The Rayen graduate's latest stop starts tonight in the first game.
By JOE SCALZO
VINDICATOR SPORTS STAFF
BOARDMAN -- OK, it's time to take a trip. For the next few sentences, you're going to get a small taste of Lawrence Culver's life over the past 13 years.
Let's start with high school. In his last two years at The Rayen School, he won two City Series titles (good) and was a second-team City Series selection (pretty good) before starting his college career at the University of Akron (very good).
After four years at Akron (OK) and a coaching change (not-so-OK), Culver transferred to Mansfield (Pa.) University (not quite as good), where he helped the team go from last place in the conference to first in one year (very, very good).
From there, he played in Iceland (good) and Montevideo, Uruguay (nowhere near as good) before working at a local private prison for two years (OK) and the Youngstown Police Department for one year (OK).
He then decided to get back in shape (good), spent the last few months as Maurice Clarett's personal trainer (good) and, finally, latched on with the area's newest pro basketball team, the Mahoning Valley Wildcats (time will tell).
Got all that?
Wants to play again
Culver, a 6-foot-8-inch, 240-pound forward, will most likely start the season as a reserve on a roster that could have as many as 18 players, most of them with local ties.
The Wildcats' season begins tonight against the Akron Lightning. Culver, who joined the team last week, heard about the league when Wildcats coach/general manager Rob Spon approached him.
"I was playing in a league at the South Fieldhouse and Rob spoke to me there and told me to try out for the team," Culver said. "So I said, 'Why not? I'll play.' "
Culver, 31, was already thinking about trying to play again overseas and figured the International Basketball League might be a good springboard to that goal.
"It's been different practicing with 20-some guys, but it's still fun," Culver said. "Just like it's always been."
Culver played sparingly in Wednesday's exhibition game against the Pittsburgh Steelers -- he didn't get in until the second quarter -- but he's pretty excited about the opportunity.
"The ideal situation would be for us to go ahead and win this thing, get the community involved and see where it goes from there," said Culver, a 1992 graduate of Rayen. "Maybe I'll get an opportunity to advance to another level and get back overseas."
Culver enjoyed his year in Iceland, where he averaged 31 points and 15 rebounds per game for a club team.
"Iceland is beautiful," he said. "Everyone thinks it's real cold, but their weather is comparable to ours. It just doesn't get real hot. And in the winter, it's dark the whole time and in the summer, it's light the whole time. So that was different.

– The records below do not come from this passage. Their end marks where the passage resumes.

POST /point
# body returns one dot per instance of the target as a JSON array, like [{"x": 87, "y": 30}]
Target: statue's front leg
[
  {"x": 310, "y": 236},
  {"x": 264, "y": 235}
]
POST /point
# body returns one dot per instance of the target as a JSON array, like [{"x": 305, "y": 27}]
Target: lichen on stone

"Socially, the people over there are very warm. It was lovely. I had no complaints about it at all."
Uruguay, where he averaged 20 points and 10 rebounds a game, was a different story.
"It was different because of the language barrier," Culver said. "In Iceland, everyone spoke English, but I needed a translator in Uruguay. Sometimes I'd even have the translator with me at the mall."

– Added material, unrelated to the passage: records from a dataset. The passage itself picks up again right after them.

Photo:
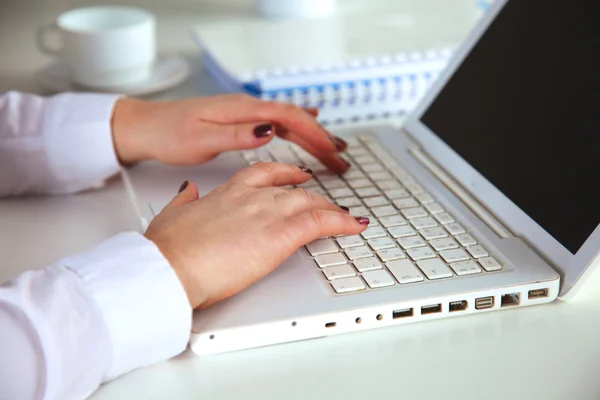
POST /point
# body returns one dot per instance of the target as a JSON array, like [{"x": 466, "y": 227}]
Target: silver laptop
[{"x": 486, "y": 200}]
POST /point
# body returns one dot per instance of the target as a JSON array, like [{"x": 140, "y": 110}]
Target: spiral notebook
[{"x": 361, "y": 66}]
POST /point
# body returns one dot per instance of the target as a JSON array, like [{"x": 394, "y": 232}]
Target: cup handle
[{"x": 41, "y": 39}]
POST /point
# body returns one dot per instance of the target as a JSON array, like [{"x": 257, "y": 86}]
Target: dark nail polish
[
  {"x": 363, "y": 220},
  {"x": 340, "y": 143},
  {"x": 183, "y": 186},
  {"x": 263, "y": 130}
]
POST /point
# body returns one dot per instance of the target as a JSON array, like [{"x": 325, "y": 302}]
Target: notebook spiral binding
[{"x": 352, "y": 91}]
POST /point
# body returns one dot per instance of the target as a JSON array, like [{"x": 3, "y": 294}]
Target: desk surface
[{"x": 544, "y": 352}]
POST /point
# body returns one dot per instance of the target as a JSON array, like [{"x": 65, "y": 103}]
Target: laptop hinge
[{"x": 459, "y": 191}]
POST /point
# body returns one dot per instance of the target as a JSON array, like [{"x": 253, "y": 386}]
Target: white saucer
[{"x": 169, "y": 71}]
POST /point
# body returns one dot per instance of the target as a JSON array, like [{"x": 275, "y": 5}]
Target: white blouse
[{"x": 95, "y": 315}]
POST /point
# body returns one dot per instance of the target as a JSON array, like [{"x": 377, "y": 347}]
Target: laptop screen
[{"x": 523, "y": 109}]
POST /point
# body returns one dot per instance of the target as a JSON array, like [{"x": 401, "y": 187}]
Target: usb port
[
  {"x": 406, "y": 312},
  {"x": 431, "y": 309},
  {"x": 510, "y": 299},
  {"x": 538, "y": 293},
  {"x": 484, "y": 302},
  {"x": 457, "y": 305}
]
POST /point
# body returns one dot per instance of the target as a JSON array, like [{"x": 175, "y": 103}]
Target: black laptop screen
[{"x": 524, "y": 110}]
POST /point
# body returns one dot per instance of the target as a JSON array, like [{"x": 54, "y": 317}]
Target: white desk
[{"x": 544, "y": 352}]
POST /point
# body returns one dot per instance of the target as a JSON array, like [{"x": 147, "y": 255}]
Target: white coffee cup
[{"x": 104, "y": 46}]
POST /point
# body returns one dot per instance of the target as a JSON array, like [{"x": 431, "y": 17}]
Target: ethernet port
[{"x": 510, "y": 300}]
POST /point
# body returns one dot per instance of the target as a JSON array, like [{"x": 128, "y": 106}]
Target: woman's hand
[
  {"x": 194, "y": 131},
  {"x": 224, "y": 242}
]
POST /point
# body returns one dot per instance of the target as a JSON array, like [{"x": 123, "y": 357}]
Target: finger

Culver had taken Spanish in high school and college, but quickly learned it wasn't enough.
"I was like, 'Whoa, I don't know what I thought I knew,' " he said, laughing.

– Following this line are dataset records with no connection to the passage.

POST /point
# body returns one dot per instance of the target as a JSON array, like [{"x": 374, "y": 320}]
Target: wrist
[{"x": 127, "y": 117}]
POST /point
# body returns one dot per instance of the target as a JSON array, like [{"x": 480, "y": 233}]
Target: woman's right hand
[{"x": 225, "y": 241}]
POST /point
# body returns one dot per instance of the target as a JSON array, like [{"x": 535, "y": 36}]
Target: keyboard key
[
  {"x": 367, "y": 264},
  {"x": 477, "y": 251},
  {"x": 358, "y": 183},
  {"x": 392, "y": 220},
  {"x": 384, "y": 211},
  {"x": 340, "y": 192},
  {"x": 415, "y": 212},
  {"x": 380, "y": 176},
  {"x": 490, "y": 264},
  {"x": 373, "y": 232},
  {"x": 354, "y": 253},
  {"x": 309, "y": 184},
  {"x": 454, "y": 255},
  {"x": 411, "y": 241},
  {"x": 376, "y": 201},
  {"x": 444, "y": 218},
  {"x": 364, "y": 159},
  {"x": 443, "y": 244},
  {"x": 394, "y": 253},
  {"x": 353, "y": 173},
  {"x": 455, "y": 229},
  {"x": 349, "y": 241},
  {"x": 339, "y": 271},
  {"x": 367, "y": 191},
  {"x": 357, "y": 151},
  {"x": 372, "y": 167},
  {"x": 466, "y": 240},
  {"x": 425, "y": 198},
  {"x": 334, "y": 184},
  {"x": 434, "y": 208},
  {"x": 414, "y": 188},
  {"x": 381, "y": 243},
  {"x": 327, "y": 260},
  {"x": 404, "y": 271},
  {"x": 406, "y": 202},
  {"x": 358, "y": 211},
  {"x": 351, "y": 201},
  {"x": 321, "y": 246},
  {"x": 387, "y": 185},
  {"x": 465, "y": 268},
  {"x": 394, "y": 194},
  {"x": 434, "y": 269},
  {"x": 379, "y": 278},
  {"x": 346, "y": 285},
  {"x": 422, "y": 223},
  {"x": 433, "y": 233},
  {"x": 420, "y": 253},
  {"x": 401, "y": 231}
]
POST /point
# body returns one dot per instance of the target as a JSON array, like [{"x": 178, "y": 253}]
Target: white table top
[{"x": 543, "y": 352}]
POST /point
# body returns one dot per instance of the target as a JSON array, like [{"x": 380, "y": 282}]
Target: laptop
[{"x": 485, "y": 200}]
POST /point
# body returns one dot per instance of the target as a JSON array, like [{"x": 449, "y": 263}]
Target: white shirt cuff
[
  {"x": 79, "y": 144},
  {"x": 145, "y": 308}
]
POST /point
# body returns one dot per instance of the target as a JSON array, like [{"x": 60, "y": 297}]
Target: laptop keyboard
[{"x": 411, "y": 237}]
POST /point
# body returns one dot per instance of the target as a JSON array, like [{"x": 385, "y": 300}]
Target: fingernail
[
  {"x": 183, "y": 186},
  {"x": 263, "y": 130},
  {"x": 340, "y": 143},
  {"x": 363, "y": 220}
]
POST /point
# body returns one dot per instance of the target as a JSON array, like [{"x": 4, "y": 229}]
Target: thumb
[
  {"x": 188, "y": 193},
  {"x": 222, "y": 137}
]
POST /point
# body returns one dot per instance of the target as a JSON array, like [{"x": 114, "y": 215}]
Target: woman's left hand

He returned home and, after bouncing around different jobs, he hooked up with Clarett, whom he met a few years ago when the Warren Harding running back worked out at the Youngstown YMCA.
Clarett needed a trainer to get ready for this month's draft and hired Culver. Culver worked with Clarett at last week's private workout in Warren and has spent the last few months staring at the inside of gym walls.
"It's been real fun," Culver said. "We've been working out a lot, but that's good. I've enjoyed every minute of it."
If Culver can say that about the Wildcats in two months, he'll be a happy man. Spon compared him to NBA players Ben Wallace and Dennis Rodman -- guys who are willing to bang inside and do the dirty work.
"You need guys like that," Spon said.
The league is still an experiment, however, and Culver, like the rest of the players, isn't sure what to expect.
But that doesn't mean he's not excited.
"I'm looking forward to playing," he said. "Hopefully, things work out."